Common Issues & Resolutions

Troubleshooting Quick-Reference

This page compiles the most common issues encountered by VergeOS administrators, organized by subsystem. Each section includes symptoms, root causes, and step-by-step resolution procedures.

VM Network Connectivity

Network connectivity problems are the most common support topic. Before diving in, verify whether other VMs in the same environment can reach the internet. If none can, the issue is likely upstream of VergeOS (switch, firewall, ISP).
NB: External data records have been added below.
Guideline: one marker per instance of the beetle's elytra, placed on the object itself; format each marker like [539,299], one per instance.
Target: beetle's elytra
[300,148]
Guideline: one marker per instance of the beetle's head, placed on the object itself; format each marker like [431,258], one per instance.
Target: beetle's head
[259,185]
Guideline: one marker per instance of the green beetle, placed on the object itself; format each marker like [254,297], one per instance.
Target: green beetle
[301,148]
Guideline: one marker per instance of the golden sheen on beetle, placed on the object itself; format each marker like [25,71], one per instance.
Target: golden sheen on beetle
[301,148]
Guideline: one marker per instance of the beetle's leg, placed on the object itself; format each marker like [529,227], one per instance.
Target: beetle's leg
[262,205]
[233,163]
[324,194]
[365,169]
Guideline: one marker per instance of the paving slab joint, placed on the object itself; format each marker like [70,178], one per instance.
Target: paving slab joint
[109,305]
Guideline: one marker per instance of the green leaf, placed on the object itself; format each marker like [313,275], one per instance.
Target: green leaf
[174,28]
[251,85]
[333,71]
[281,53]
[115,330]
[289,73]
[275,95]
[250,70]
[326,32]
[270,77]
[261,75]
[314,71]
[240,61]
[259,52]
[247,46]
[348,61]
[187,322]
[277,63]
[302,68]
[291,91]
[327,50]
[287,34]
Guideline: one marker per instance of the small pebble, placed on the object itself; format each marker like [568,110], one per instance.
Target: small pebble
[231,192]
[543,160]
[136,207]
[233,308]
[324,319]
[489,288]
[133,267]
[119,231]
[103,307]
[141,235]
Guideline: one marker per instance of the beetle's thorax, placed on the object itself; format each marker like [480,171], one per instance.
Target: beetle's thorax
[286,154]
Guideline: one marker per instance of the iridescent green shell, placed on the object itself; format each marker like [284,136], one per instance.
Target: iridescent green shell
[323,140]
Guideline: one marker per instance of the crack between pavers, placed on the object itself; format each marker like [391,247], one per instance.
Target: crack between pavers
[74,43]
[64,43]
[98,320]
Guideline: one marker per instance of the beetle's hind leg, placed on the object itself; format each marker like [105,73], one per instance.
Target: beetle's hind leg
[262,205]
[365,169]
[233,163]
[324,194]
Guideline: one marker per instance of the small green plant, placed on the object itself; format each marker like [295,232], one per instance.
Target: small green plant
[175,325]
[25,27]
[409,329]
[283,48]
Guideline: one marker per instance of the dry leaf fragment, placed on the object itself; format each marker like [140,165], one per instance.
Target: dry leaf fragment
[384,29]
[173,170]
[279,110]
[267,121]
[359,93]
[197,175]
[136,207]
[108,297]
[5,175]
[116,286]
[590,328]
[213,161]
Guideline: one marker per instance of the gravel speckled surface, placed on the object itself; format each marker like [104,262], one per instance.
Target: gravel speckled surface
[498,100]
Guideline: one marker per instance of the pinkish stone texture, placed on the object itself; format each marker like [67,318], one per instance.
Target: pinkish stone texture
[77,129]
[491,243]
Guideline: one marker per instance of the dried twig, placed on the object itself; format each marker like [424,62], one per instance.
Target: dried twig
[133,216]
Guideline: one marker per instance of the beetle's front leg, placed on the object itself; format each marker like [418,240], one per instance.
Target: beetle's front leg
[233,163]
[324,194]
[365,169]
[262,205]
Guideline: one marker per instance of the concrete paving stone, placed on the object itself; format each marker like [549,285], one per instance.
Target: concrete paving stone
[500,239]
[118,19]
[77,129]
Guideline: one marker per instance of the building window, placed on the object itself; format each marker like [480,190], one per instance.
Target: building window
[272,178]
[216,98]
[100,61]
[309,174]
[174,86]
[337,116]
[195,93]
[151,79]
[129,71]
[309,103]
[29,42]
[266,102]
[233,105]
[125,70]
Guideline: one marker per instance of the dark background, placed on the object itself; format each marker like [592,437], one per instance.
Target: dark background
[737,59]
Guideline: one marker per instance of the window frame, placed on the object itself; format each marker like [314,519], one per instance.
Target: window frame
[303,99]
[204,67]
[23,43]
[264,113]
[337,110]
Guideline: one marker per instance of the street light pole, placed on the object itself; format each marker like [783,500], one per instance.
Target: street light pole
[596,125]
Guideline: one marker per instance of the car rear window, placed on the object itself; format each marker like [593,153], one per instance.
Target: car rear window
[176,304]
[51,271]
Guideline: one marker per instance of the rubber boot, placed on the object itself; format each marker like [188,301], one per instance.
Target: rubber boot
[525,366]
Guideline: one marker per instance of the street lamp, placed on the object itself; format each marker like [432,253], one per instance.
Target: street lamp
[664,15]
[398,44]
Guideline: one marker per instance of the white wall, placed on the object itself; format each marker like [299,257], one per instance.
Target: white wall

If other VMs work fine, the problem is almost always a configuration miss on the affected VM.

Missing NIC Configuration

Symptom: VM boots but has no network interfaces visible in the guest OS.

Resolution:

Open the VM dashboard and check the NICs section
If no NIC is listed, click Add NIC
Select the correct network and set the interface type to VirtIO (recommended) or E1000 for legacy compatibility
Power-cycle the VM for the NIC to appear

Wrong Network Assignment

Symptom: VM has a NIC but cannot reach other VMs or the internet.

Resolution:

Navigate to the VM dashboard → NICs
Verify the NIC status is Up
Confirm the Network column shows the correct network — compare against a working VM in the same environment
If incorrect, edit the NIC and reassign it to the proper network
Power-cycle the VM

Missing VirtIO Drivers

Symptom: Windows VM shows no network adapter in Device Manager, even though a NIC is configured in VergeOS.

Resolution:

Verify a NIC exists in the VM’s NICs section within VergeOS
Connect to the VM via the Remote Console
Install the VirtIO drivers from the guest agent ISO — refer to the VergeOS documentation on VM Guest Agent for download and installation steps
After driver installation, Windows will detect the network adapter automatically

Improper Guest IP Configuration

Symptom: NIC is present and drivers are installed, but the VM still cannot reach the network.

Resolution:

Inside the guest OS, verify the network adapter is detected and enabled
For DHCP: ensure the network has a DHCP service running (check Networks → [Network] → DHCP)
For static IP: confirm the IP address, subnet mask, gateway, and DNS settings match the network design
Use the Network Diagnostics tool (ping, ARP scan) from the VergeOS network context to verify Layer 2 connectivity

Guest Memory Reporting

Administrators migrating from VMware or Nutanix often notice that VergeOS reports higher memory usage than they expect. This is by design — not a problem.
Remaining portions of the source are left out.